Long winded explanation:
This obviously begs the question, "Huh, why aren't there packages!?". Like several key parts of Evenes, the Linux packages are being rewritten from the ground up. This will mean better packages, with cleaner post-install and pre-uninstall scripts. They will fix several minor issues and have benefits for our internal build system. Whilst early versions of the new packages have been produced a few things have yet to be completed and further testing needs to be done. There is little point putting out unfinished packages that have not been fully tested. Any problems with packaging and installation have the possibility to wreak havoc with the system by wiping out files and/or leaving things behind on uninstall.
So what about the old packages, couldn't we stick Evenes (10.50) in the old Peregrine (10.00 -> 10.20) packages and supply those? Sure, we could and such packages have been produced (our build system rolls them out automatically by default for now). However, there are problems with using these packages for Evenes. The most obvious being that they have a Qt dependency. Providing such packages publicly would only lead to confusion about our plans and many users wouldn't know how to install them on systems without also installing Qt. We could tweak the old packages slightly but this still requires some work to integrate the tweaks with our build system and do basic testing.
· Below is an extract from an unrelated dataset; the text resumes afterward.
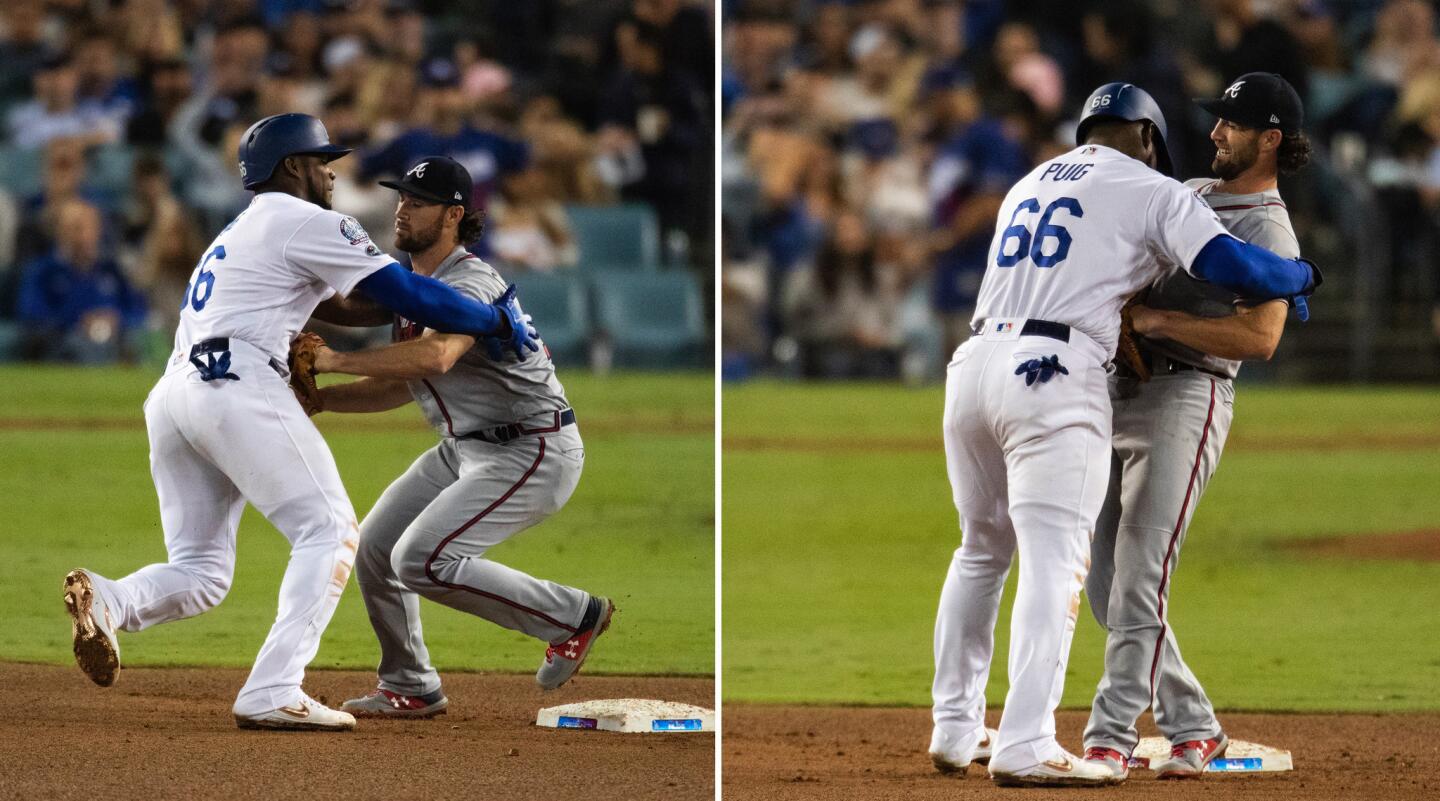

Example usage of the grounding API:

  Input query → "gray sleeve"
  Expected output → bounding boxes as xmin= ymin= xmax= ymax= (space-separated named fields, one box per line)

xmin=1250 ymin=218 xmax=1300 ymax=259
xmin=445 ymin=269 xmax=505 ymax=303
This is essentially a waste of time given other more serious bugs we have to fix, and more importantly the fact that these packages will be replaced shortly.
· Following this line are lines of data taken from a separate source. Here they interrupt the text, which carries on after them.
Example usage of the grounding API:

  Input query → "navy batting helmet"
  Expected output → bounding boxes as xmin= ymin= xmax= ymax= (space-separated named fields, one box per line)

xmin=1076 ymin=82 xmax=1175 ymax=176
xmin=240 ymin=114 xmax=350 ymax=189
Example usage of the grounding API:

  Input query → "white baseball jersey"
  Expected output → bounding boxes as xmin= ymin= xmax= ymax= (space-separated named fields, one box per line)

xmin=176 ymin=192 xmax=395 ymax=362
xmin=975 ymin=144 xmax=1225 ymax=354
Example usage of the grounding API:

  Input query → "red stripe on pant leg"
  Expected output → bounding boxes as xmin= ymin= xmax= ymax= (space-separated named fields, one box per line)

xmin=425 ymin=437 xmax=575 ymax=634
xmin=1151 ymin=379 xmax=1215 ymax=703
Actually, the one package that has been supplied so far (the New Year's build) is just the old style Peregrine tarball with a few quick tweaks done manually just before upload, i.e. removing Qt references and deleting 'install.sh'.
Why delete 'install.sh'? Because it has one of the issues that we want to fix for Evenes (that I alluded to earlier in this posting), specifically it lacks any uninstaller. Again this might raise eyebrows amongst some of our users, so I will explain. When install.sh was first created the lack of uninstaller was not deemed to be a major issue. It was, and arguably still is, fairly common for such install scripts to lack an uninstaller. This might seem odd but you have to consider who installs the tarball packages or how else they are used. Most users (and certainly the overwhelming majority of new users) would never install Opera via the tarball packages. They tend to be used either by more technical users directly or for repackaging Opera into another package format (manually or via Arch/PKGBUILDS, Gentoo/ebuilds, Slackware/Slackbuilds, etc. scripts). In the first case technical users often install to alternative locations (making removal very easy) or even when installed to the standard location, removal is possible if they pay attention to where files are placed (this information is echoed back on install). In the latter case (repackaging) an uninstaller is not needed as Opera can be uninstalled by a distro's native package manager.
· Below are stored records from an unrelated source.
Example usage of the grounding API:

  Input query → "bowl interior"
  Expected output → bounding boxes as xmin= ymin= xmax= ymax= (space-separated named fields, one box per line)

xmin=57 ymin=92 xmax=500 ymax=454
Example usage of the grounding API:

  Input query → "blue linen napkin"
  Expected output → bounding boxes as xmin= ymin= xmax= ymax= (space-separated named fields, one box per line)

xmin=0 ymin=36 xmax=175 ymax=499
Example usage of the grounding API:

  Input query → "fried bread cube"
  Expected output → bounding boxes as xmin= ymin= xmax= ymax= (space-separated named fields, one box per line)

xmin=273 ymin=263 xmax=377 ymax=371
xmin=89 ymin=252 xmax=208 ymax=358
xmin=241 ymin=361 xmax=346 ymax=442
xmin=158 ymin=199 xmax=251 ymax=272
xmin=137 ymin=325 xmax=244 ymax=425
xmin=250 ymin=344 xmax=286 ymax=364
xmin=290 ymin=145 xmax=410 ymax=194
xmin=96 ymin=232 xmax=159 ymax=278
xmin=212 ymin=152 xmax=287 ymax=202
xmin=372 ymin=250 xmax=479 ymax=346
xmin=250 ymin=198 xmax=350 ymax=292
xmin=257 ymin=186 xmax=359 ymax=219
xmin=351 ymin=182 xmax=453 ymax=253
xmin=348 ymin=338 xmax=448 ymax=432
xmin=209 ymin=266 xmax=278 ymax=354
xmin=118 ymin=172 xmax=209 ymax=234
This brings me back to why we deleted the 'install.sh' for the New Year's build. There was a concern that some users, particularly less experienced users (who would not normally bother with install.sh), might think that they have to 'install' Opera to try out Evenes. If such users where to use install.sh directly they could potentially end up with a version of Opera that not only replaced their main install but that they also had trouble removing later. Hence I hope you will agree it is better to cause a minor inconvenience to our more technical users than to potentially break many less experienced users setups.
Hopefully, this rather long post better explains why we only offered the packages we did for New Years. With regards to the future, for the next few UNIX snapshots the situation will likely be the same, we'll only be releasing non-installable tarball packages. We will have .rpm and .deb packages back long before Evenes actually releases but currently the priority is to get some of the more obvious key functionality working better, e.g. native skinning, drag and drop, fonts, etc.